Azerbeycan en azından jeopolitik açıdan, Ermenistan ile Türkiye arasındaki olumlu gelişmeleri etkileyen bir konumda. Yani enerji kaynaklarının azalması Ermeni-Türk sorununda çözüm oluşturabilir.Acaba bu durumda Ermenistan'ın Azerbeycan enerji kaynaklarının tükenmesini beklemesi gerektiğinin sonucuna mı varmalıyız?
Bu faktörlerden sadece biri. Erdoğan'ın siyasi geleceği Azerbeycan’ın petrol rezervlerinden çok daha belirleyicidir .
Ermenistan ile Türkiye arasındaki ilişkilerin düzelmesi veya Soykırımın tanınmasının Ermenistan’ın dış politikasında nasıl bir yankı bulur?
Reel olarak müzakere evresine girildiğinde sorun hızla birincil sıraya yükselir. Çünkü bu sadece Ermenistan'ın iç ve dış politikasıyla ilgili olmayıp, Ermenistan-Diaspora ilişkilerinin de önemli bir halkasını teşkil etmektedir.
Sizce bugün Ermenistan veya Diaspora açısından Soykırım'ın tanınması mı Ablukadan kurtulmak mı daha önemli?

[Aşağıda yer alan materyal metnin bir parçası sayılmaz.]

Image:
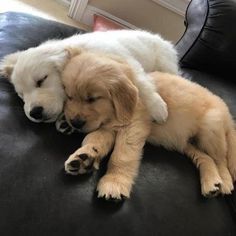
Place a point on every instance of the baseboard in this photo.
(84, 14)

Birbrinden ayırdetmek zor. Dahası Soykırım'ın tanınmasını ikinci sorunun çözümü için de etken olarak düşünebiliriz. Bizim, dış politikanın bir problem olduğunu anlamamız gerekir, biz ne kadar büyük ve duygusal olsak da en büyük acı bazen hem bizim için hem de bize karşı verimli bir etken olabilir. Gerçekte Ermeni-Türk ilişkilerdeki sürecin en olumlu sonuçlardan biri, insanların bazı fobilerden kurtulup, algılamalarda daha gerçekçi yaklaşımlar gösterebilecek hale gelmeleri oldu.
Davutoğlu’nun ziyareti ve Ermeni Soykırımı ile ilgili açıklamaları nasıl değerlendiriyorsunuz?
Davutoğlu ziyaretinin özel bir durum olmadığını düşünüyorum. Şayet KEİ toplantısı düzenlenmemiş olsaydı Davutoğlu - Nalbandyan görüşmesi de gerçekleşemezdi. Bu sebeple görüşmenin ciddi sonuçlar doğuracağını düşünmek ve beklentiye girmek yersiz olacaktır.
Davutoğlu'nun söyledikleri Türkiye'nin bilindik, her zamanki tutumunu yansıtıyor. Bu tutumun şöyle bir şablonu var; birtakım yeni tabirler kullanarak özüre benzer laflar etmek fakat bunu yaparken de Ankara'nın sürdürdüğü resmi söylemde herhangi bir değişiklilik yapmamak.